On all other servers, a single shared user account is sufficient for all users logging in via SSH; therefore, no periodic user synchronization from Okta is required.
By this splitting of use cases, the need to deliver Okta credentials is limited to a handful of jump station nodes while we still keep the level of user access separation we require.
User Authorization
The process of authorizing users utilizes the sshd AuthorizedPrincipalsCommand directive; three pieces of setup are pre-delivered by our configuration management tool to facilitate this:
- Vault SSH certificate authority public key;
- list of Vault SSH roles allowed to login to a given server; and
- an authorization script to be called upon user login.
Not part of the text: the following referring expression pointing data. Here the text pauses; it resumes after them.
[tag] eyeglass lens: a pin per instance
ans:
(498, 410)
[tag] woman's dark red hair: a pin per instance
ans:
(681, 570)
When a user attempts to login to a server, AuthorizedPrincipalsCommand is called, with the %i (certificate’s key ID) and %u (username) parameters provided to our authorization script. The script parses the user’s Vault role from the key ID (making use of its static format described above) and compares it against the list of roles allowed to login. On jump stations, it additionally verifies whether the user is logging under their own personal account name. A second factor verification is also hooked into the login process for the jump stations case.
Benefits and Lessons
Using Vault’s SSH certificates engine, we have been able to transition to a much more robust and secure login system than before. Users across the company appreciate the system’s stability; since authorization is done with information statically available to SSH servers and no live communication with Vault is needed at login time, user experience is much smoother than previously. Security has also been improved by eliminating static, long-lived SSH keys in favor of quickly expiring SSH certificates.
We have encountered minor challenges of the new setup. Having a shared system account for all users on a majority of servers means that auditing user actions is slightly harder; we have worked around this by parsing the certificate key ID into an environment variable upon login. Commands such as who are not useful since introducing the new setup. Retraining users to the new Vault-based SSH login workflow was an initial hurdle we have been able to overcome with time.
Overall, though, we conclude that the new way of doing SSH at GoodData provides more security and a better user experience than the past solution based on static SSH keys.